J. R. Nyquist, back in 2006, in an article about Fallaci, said:

Fear is the determining factor in the decline of democracy, Fallaci claims. And therefore courage is the antidote. Tried in Paris for writing that Muslims “breed like rats” (“Ils se multiplient comme les rats”), Fallaci denounces Europe’s intellectuals as “the oblivious ones.” Her analysis is precise. She identifies a mortal threat to Western Civilization. It is the mortal threat of our own cowardice before the truth. The Muslims are flooding into Europe, building mosques and having babies. Europe is being inundated by this invasion, and soon it will cease to exist as Europe. Already, she explains, it is too late because Europe has been poisoned by socialism and enslaved by a comfortable and false conservatism. Caught between the two there is no manhood left, no freedom for reason, and no chance for reemergence. Europe has fallen to the “gurus of Political Correctness and the agitprops of victimism … wailing in the name of Human-Rights.”
 [...]
Decades ago Europe bought into the nonsense that “peace” is a choice if only we set aside our belligerent instincts. And so, Europe sees no enemy in Islam. Instead, Europe protects and incubates the Islamic serpent’s egg held fast to its bosom. Any other course is viewed as “racism.” The very act of protecting one’s culture, of defending the boundary that separates “them” from “us,” is considered illegitimate. The Muslim response to European tolerance is simple: They defend their cultural identity, threatening death to anyone who criticizes the Prophet Mohammed. At the same time, Western Europe sacrifices freedom of speech in order to placate Muslim immigrants. Islam can defend its “rights” while European culture must give way.

And further, this all-important passage:

We forget that the boundary of our collective self was established through centuries of bloodshed. Do we imagine our ancestors were so stupid that they would risk life and limb sacrificing for something that need not exist? The geographical separation of peoples is a necessary precondition for preserving national identity and culture. Without boundaries there can be no people, no culture and no context for peace. And today, as the boundary between Christendom and Islam is erased, we find what Fallaci calls “the most terrible thing of all.” A community based on intolerance and terror begins to integrate with a community based on tolerance and freedom with the result that our journalists, teachers and intellectuals are turning against freedom because they are afraid to oppose the oppression and intolerance of Islam. And therefore they announce that Islam is a “religion of peace.”

[Emphasis above is mine.]
How much has changed since 2006? Has all this tolerance and appeasement improved our situation?

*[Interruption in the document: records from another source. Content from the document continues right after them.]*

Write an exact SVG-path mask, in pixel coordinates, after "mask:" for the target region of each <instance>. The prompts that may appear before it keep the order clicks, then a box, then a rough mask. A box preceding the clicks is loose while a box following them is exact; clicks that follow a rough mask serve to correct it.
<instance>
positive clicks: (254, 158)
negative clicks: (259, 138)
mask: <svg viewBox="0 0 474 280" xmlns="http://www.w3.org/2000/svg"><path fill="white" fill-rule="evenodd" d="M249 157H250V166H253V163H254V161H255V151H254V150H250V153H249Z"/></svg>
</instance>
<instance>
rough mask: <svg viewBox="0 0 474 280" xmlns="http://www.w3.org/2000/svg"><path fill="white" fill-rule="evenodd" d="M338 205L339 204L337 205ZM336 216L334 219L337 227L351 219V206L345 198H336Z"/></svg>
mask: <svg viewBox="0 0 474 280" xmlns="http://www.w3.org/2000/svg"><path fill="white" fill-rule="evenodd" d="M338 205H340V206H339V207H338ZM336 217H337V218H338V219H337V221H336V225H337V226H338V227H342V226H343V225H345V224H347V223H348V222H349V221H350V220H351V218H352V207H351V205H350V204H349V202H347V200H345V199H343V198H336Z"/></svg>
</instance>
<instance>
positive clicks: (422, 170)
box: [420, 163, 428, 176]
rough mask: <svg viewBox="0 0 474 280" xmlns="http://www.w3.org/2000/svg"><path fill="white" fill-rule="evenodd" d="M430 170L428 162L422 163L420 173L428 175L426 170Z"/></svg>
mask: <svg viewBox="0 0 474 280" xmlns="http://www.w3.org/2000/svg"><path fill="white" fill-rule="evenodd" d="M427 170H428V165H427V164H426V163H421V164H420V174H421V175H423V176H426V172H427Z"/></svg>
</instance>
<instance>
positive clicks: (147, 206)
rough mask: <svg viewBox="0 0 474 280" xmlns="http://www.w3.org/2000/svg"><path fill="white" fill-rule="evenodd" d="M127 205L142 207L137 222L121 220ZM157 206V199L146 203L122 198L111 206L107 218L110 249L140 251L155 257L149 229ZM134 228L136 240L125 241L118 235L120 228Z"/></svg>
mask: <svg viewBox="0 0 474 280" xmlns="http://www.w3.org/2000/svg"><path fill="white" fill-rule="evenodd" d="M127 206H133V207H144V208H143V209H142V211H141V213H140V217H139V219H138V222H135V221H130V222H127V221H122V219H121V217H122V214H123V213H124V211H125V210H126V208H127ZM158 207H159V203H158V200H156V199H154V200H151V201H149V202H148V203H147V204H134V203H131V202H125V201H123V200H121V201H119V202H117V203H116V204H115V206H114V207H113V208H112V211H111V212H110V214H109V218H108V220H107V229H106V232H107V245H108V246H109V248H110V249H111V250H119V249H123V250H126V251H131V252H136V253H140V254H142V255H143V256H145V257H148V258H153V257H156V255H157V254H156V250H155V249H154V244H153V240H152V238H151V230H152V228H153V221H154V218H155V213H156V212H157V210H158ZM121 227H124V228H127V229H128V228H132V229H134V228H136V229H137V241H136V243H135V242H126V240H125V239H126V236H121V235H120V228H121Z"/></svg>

Fallaci is no longer with us, sadly, and there are few who are as bold as she was and as intense, and so obviously a patriot towards her region, Tuscany, and her people, the Italian people, or Western Christendom.
Where is her successor? I say there is no obvious successor. Politicians, trying to be all things to all people, and choosing their words carefully, cannot or dare not speak as much truth as Fallaci did. Yet we need someone to speak with the enthusiasm and genuine love -- yes, love, because behind her ire towards Islam was a love for her home, her people, and the heritage of the European people generally. Such love is never inspired by dry principles and ideologies; it can't be. No one can love an abstract proposition. Love is inspired by tangible, real things, not theories: by blood-connection:  kin and kind, and there is also love for one's native soil, and all the associations thereof.

We have our spokesmen and even a few women who express the ethnonationalist, ethnopatriot point of view, but do we have people who are motivated by ''excess of love'' as Yeats said in another poem? We need more such people. Passion and zeal are needed; they are contagious and they alone can animate a group which seeks to inspire and move others, to reawaken their fellow-feeling and their group-consciousness.